To call the report operation make an HTTP GET
to path /api/rest/tests/report/{sessionId}
, where sessionId
is replaced by the session’s identifier.
As an example, for the DIGIT instance, the path for a session with an identifier of “ABC123” would be https://www.itb.ec.europa.eu/itb/api/rest/tests/report/ABC123
.
As with all test bed REST operations for session management you must include in your request an HTTP header named ITB_API_KEY
set to your organisation API key.
Once this call is made, the test bed will return a response with a 200
(ok) status code, whose payload is the report’s XML content. The following sample is a complete
example of such a report:
<?xml version="1.0" encoding="UTF-8" standalone="yes"?>
<TestCaseOverviewReport xmlns="http://www.gitb.com/tr/v1/" xmlns:ns2="http://www.gitb.com/core/v1/" xmlns:ns3="http://www.gitb.com/tbs/v1/" id="UBL_invoice_validation_test_3">
<metadata>
<ns2:name>TC3: Upload minimal invoice</ns2:name>
<ns2:description>Test case to verify the correctness of a minimal UBL invoice. The invoice is provided manually through user upload.</ns2:description>
</metadata>
<startTime>2022-10-14T15:21:14.000+02:00</startTime>
<endTime>2022-10-14T15:21:31.000+02:00</endTime>
<result>FAILURE</result>
<message>The provided invoice failed validation.
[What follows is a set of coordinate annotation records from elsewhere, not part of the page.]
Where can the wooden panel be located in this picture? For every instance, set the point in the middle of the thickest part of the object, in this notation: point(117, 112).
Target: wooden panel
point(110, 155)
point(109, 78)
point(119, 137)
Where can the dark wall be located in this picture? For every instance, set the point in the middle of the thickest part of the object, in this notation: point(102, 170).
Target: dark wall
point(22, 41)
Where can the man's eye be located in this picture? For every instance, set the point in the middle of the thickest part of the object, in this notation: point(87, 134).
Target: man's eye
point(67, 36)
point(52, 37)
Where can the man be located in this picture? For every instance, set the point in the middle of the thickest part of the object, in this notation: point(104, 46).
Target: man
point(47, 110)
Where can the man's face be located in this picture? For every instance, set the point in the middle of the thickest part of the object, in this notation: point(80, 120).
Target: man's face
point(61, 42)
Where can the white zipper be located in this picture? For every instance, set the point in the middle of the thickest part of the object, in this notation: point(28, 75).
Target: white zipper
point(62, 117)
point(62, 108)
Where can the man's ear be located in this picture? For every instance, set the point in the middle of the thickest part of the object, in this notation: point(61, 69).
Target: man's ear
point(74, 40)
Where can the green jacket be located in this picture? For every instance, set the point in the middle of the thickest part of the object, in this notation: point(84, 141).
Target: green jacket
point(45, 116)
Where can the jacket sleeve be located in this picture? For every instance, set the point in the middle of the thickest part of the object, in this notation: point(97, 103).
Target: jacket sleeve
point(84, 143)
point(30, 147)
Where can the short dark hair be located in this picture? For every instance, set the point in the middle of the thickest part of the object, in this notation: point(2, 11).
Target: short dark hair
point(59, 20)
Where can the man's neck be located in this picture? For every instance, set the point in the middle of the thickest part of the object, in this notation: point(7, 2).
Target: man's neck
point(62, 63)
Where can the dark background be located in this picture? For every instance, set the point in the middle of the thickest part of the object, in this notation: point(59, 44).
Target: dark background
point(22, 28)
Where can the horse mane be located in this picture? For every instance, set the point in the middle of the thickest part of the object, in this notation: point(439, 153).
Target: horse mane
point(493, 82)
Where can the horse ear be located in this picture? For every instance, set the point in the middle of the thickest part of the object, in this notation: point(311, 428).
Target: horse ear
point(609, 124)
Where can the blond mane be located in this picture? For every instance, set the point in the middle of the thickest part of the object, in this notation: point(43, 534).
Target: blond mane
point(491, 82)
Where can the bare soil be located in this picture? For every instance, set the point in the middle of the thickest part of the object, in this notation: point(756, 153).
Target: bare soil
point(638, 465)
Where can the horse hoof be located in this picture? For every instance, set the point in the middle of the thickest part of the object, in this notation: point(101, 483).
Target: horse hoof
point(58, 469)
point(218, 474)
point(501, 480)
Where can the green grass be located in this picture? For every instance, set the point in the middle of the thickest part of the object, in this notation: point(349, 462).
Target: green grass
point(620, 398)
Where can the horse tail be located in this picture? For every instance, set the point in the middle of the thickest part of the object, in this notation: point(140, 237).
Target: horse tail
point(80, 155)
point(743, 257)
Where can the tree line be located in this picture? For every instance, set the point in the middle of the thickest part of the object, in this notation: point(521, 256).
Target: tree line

Check the failed validation step(s) for further details.</message>
<steps>
<step id="1">
<description>Step 1: UBL invoice upload</description>
<report xmlns:xsi="http://www.w3.org/2001/XMLSchema-instance" xsi:type="TAR" id="1">
<date>2022-10-14T15:21:25.767+02:00</date>
<result>SUCCESS</result>
</report>
</step>
<step id="2">
<description>Step 2: Validate invoice against UBL 2.1 Invoice Schema</description>
<report xmlns:xsi="http://www.w3.org/2001/XMLSchema-instance" xsi:type="TAR" name="XML Schema Validation" id="2">
<date>2022-10-14T15:21:25.853+02:00</date>
<result>SUCCESS</result>
<counters>
<nrOfAssertions>0</nrOfAssertions>
<nrOfErrors>0</nrOfErrors>
<nrOfWarnings>0</nrOfWarnings>
</counters>
<reports/>
</report>
</step>
<step id="3">
<description>Step 3: Validate invoice against BII2 CORE restrictions for Invoice Transaction</description>
<report xmlns:xsi="http://www.w3.org/2001/XMLSchema-instance" xsi:type="TAR" name="Schematron Validation" id="3">
<date>2022-10-14T15:21:29.756+02:00</date>
<result>SUCCESS</result>
<counters>
<nrOfAssertions>0</nrOfAssertions>
<nrOfErrors>0</nrOfErrors>
<nrOfWarnings>1</nrOfWarnings>
</counters>
<reports>
<warning xsi:type="BAR">
<description>Attribute '@listID' marked as not used in the given context.</description>
<location>xml:12:0</location>
</warning>
</reports>
</report>
</step>
<step id="4">
<description>Step 4: Validate invoice against BII RULES</description>
<report xmlns:xsi="http://www.w3.org/2001/XMLSchema-instance" xsi:type="TAR" name="Schematron Validation" id="4">
<date>2022-10-14T15:21:30.250+02:00</date>
<result>FAILURE</result>
<counters>
<nrOfAssertions>0</nrOfAssertions>
<nrOfErrors>2</nrOfErrors>
<nrOfWarnings>0</nrOfWarnings>
</counters>
<reports>
<error xsi:type="BAR">
<description>[BII2-T10-R051]-Sum of line amounts MUST equal the invoice line net amounts</description>
<location>xml:172:0</location>
</error>
<error xsi:type="BAR">
<description>[BII2-T10-R052]-An invoice total without VAT MUST equal the sum of line amounts plus the sum of charges on document level minus the sum of allowances on document level</description>
<location>xml:172:0</location>
</error>
</reports>
</report>
</step>
</steps>
</TestCaseOverviewReport>
Test suite management
The test bed foresees API operations to deploy and undeploy test suites. Managing test suites in this way is primarily used during test suite development, to allow the deployment of test suites via automation processes.
Test suite management operations make use of API keys to determine the information relevant to a specific call. These keys are:
The key to identify a specification, displayed when viewing a specification’s details.
The identifier of a test suite, displayed when viewing a test suite’s details.
The API includes two operations that allow you to manage test suites:
deploy: Deploy a (non-shared) test suite to a specification.
undeploy: Remove a (non-shared) test suite from a specification.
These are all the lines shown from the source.